Henrique Meirelles é dotado de grande competência. Foi, durante anos, presidente do Banco Central e escreve aos domingos na Folha. Ontem foi publicado o "paixões perigosas". Interessante.
"Um dos aspectos mais relevantes em qualquer gestão –pública, privada ou
esportiva– é o processo de tomada de decisões. Os graves problemas enfrentados
pela Argentina em consequência de seu calote, os prejuízos e multas bilionárias
pagas por bancos americanos por erros na crise de 2008 e as espetaculares
derrotas da seleção para a Alemanha e a Holanda têm dimensões, implicações e
significados muito diversos. Mas, analisando os processos decisórios, concluímos
que sucessos e desastres são gerados por sequência de decisões com
características comuns.
As decisões bem-sucedidas têm, com frequência, duas características:
1) São tomadas com serenidade e análise rigorosa de dados e baseadas nos
fatos e nas melhores evidências sobre o caminho a seguir.

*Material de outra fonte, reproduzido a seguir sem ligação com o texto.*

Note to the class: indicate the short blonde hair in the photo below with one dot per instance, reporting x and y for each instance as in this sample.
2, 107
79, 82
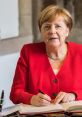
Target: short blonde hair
53, 11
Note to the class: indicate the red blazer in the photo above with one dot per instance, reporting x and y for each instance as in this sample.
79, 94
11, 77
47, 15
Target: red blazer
34, 72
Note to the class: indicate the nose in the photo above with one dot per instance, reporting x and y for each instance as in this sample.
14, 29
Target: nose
52, 29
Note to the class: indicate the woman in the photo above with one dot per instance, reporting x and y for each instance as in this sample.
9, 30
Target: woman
53, 66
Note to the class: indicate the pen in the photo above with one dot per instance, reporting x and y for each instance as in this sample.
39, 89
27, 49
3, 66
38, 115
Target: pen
41, 91
1, 100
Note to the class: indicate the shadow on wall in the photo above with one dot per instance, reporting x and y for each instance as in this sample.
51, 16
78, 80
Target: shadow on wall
7, 69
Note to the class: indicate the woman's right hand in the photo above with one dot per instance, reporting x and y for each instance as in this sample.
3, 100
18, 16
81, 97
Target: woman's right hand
40, 100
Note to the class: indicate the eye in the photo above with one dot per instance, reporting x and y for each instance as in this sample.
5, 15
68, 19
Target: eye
57, 26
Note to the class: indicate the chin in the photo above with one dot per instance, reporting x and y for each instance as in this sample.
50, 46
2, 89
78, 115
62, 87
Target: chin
55, 44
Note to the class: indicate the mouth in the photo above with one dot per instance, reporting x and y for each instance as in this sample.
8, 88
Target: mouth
54, 38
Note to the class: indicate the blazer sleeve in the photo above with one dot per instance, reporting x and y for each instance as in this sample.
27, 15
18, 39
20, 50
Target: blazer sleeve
19, 92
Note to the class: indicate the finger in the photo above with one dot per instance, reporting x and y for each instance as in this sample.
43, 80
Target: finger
45, 97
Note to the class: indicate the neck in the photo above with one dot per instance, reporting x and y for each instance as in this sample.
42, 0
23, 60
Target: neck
58, 53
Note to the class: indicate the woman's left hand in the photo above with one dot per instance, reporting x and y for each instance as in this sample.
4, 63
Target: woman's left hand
64, 97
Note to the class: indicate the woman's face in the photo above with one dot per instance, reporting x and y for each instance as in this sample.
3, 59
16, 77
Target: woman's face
54, 32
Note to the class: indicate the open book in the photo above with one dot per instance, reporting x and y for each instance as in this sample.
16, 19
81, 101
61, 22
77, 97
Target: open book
74, 106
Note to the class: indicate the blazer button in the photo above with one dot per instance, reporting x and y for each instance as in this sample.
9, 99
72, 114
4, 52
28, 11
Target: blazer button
55, 80
54, 94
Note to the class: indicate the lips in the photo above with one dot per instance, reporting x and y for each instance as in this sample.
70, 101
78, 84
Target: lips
53, 38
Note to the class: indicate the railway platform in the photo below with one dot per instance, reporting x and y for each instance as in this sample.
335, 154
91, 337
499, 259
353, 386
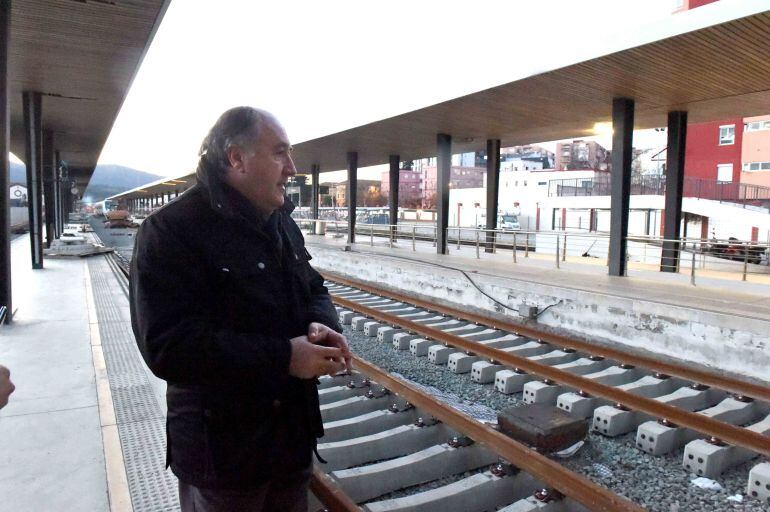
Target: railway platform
84, 430
719, 323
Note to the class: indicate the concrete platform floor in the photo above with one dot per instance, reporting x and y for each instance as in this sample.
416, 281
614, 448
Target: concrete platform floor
62, 446
724, 293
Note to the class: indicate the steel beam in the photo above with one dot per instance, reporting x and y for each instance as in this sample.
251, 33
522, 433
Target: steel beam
6, 297
622, 141
443, 178
315, 175
493, 189
352, 193
393, 180
57, 194
32, 102
677, 135
48, 164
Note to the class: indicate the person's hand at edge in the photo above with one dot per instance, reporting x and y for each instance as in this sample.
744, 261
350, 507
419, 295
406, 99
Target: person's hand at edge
320, 334
309, 360
6, 386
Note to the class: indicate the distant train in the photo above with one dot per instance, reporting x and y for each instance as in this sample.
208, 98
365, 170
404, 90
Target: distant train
108, 205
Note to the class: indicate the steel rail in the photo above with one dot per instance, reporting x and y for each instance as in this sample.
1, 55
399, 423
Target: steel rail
749, 389
739, 436
329, 493
577, 487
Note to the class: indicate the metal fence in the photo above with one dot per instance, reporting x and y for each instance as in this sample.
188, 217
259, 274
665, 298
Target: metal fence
704, 257
723, 191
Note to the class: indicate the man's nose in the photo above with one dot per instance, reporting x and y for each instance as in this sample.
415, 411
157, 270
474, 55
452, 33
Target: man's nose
290, 169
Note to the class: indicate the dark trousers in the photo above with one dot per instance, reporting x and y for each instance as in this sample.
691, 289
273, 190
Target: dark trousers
284, 493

2) O gestor monitora de perto o resultado das decisões e a evolução do
cenário, sempre pronto para, a qualquer momento, mudar de curso ou revertê-lo se
as medidas gerarem resultados negativos.
Um processo decisório tenderá ao fracasso quando o gestor tomar com
frequência decisões passionais e egocêntricas, priorizando preferências
pessoais, emocionais, ideológicas ou políticas. São fatores que contaminam a
análise e causam perda de foco em relação aos dados da realidade.
Outro gerador de fracasso aparece quando o gestor adota postura de torcedor
emocionado da própria decisão. Vemos isso na gestão de política econômica e de
grandes instituições, que levam a crises nacionais de grande gravidade. O mesmo
ocorre no esporte e em outros campos.
A recusa em reconhecer o fracasso e a necessidade de mudança caracterizam os
processos decisórios baseados em ideias preconcebidas e posições ideológicas,
que se sobrepõem à análise serena e realista dos fatos.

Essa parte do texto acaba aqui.